The author has been described by News Ltd as an "iconoclast", "Svengali", a pollie's "economist muse", and "pungently accurate". Fairfax says he is a "Renaissance man" and "one of Australia’s most respected analysts." Stephen Koukoulas concludes that he is "85% right", and "would make a great Opposition leader." Terry McCrann claims the author thinks "‘nuance’ is a trendy village in the south of France", but can be "scintillating" when he thinks "clearly". The ACTU reckons he’s "an enigma wrapped in a Bloomberg terminal, wrapped in some apparently well-honed abs."

Thursday, September 8, 2011

Unemployment survey rises to 5.3%: only 600 net new jobs created in last 3 months

The ABS unemployment survey, which is more timely but far less comprehensive than the GDP data, suggests the structural adjustments taking place across the economy are tracking to the RBA's plan. In the last 3 months, only 600 net new jobs have been created (ie, jobs growth has been flat). In the last six months, only 21,500 jobs have been generated, or around 3,600 per month. The overall unemployment rate has risen a nontrivial 0.4 percentage points from its nadir around 4.9% to 5.3% today (see chart).


The RBA and Treasury believe that an unemployment rate less than 5% starts generating wage and inflation pressures, assuming healthy productivity (lower productivity means inflation pressures can arrive earlier). The RBA has said that it is explicitly "trying to make room" in the non-mining economy for the boom that we are seeing in the private investment data.

So we can conclude from this ABS survey that the RBA's monetary policy settings in concert with the high currency are indeed doing their job by exerting a mild degree of restraint across the economy. Of course, as the RBA has flagged in recent weeks, we can still have high inflation in a weaker growth environment (notwithstanding that the Q2 GDP accounts tell us that growth is solid).

Recall that, in the RBA's own words, it is a "inflation-targeting central bank". The Governor's recently stated that the RBA's job is to "preserve the value of money" by achieving an an inflation rate of 2–3 per cent, on average, over the cycle. If the RBA does this, it believes that it can help contribute to maximising the sustainable rate of growth and employment over the long-run.

The Governor made it very clear that the RBA does not target employment or growth, since in the short-run these goals conflict with low inflation. A rising rate of unemployment will help the RBA achieve its inflation objectives assuming that productivity improves.

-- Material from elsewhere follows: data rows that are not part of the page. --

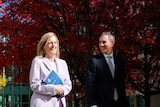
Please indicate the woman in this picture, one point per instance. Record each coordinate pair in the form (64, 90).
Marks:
(47, 59)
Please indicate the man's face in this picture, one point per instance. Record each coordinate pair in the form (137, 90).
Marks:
(105, 44)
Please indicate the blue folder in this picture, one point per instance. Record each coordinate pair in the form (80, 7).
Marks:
(53, 78)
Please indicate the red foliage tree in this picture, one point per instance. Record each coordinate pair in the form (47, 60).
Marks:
(78, 25)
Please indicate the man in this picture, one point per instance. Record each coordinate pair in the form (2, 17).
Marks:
(105, 82)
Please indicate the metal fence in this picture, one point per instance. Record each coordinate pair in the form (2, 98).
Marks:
(18, 95)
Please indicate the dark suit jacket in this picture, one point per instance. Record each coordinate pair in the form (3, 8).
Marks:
(100, 83)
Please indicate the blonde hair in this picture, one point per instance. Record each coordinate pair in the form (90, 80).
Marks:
(42, 42)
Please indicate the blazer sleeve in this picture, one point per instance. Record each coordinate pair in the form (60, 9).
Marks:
(35, 79)
(90, 83)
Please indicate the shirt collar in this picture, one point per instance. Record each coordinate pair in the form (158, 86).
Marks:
(105, 55)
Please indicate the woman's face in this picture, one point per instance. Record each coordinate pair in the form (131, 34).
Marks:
(51, 46)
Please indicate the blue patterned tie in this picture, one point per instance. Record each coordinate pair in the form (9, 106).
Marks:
(112, 72)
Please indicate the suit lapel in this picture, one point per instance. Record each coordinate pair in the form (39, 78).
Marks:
(105, 65)
(47, 64)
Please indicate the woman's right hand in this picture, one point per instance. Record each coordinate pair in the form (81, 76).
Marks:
(59, 90)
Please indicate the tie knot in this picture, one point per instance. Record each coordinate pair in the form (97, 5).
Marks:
(109, 57)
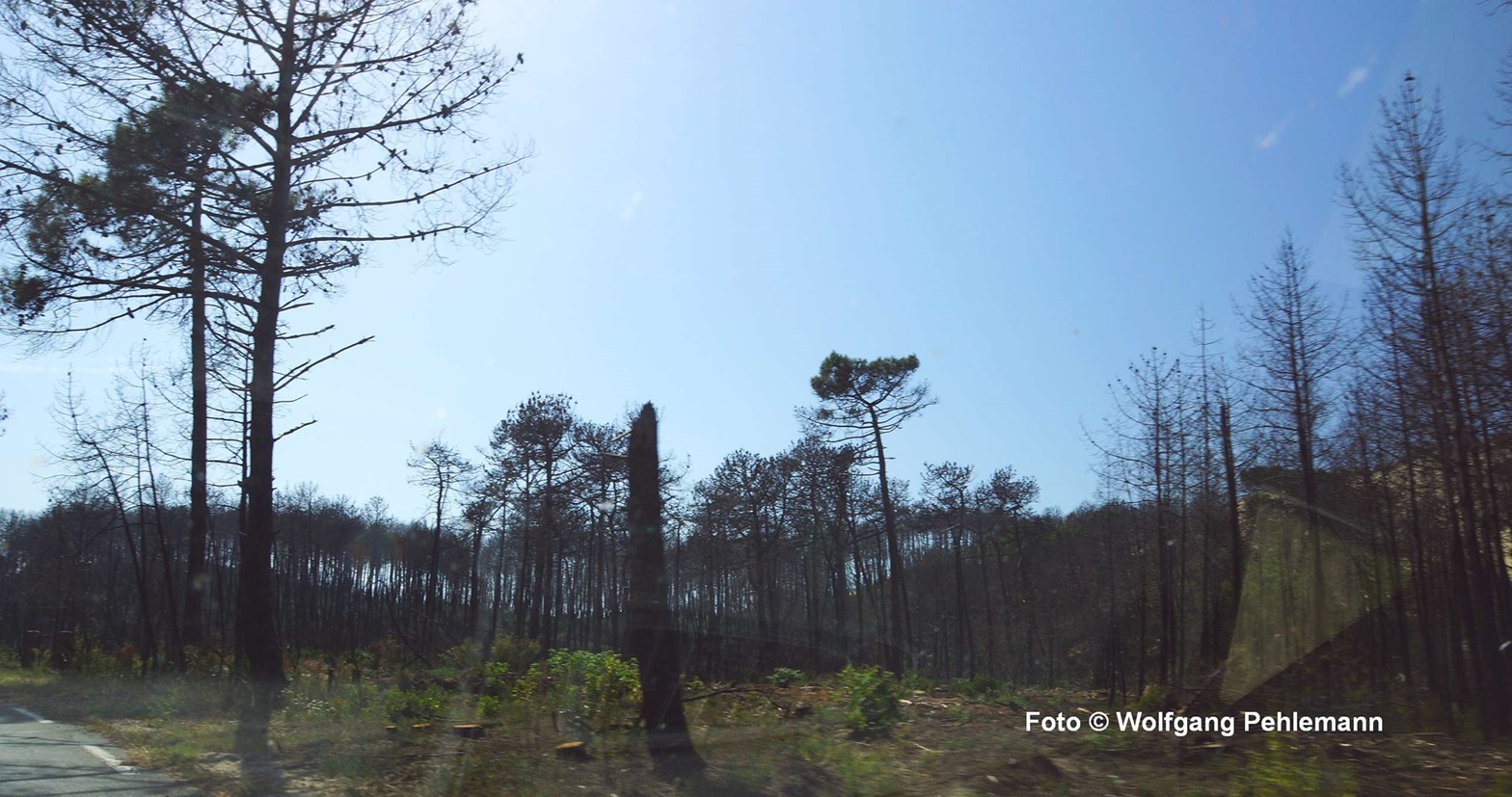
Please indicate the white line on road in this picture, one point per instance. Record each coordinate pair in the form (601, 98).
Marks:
(114, 762)
(35, 717)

Based on core inflation measured by the ABS in Q1 and Q2, the RBA is not currently meeting its inflation target. So we wait to see the results of the fresh inflation data for Q3 released by the ABS in late October.

If it prints high again, rates will go up. If, on the other hand, it is benign, rates may not rise. The best outcome for all Australians is, self-evidently, low inflation, low interest rates, and sustainable growth.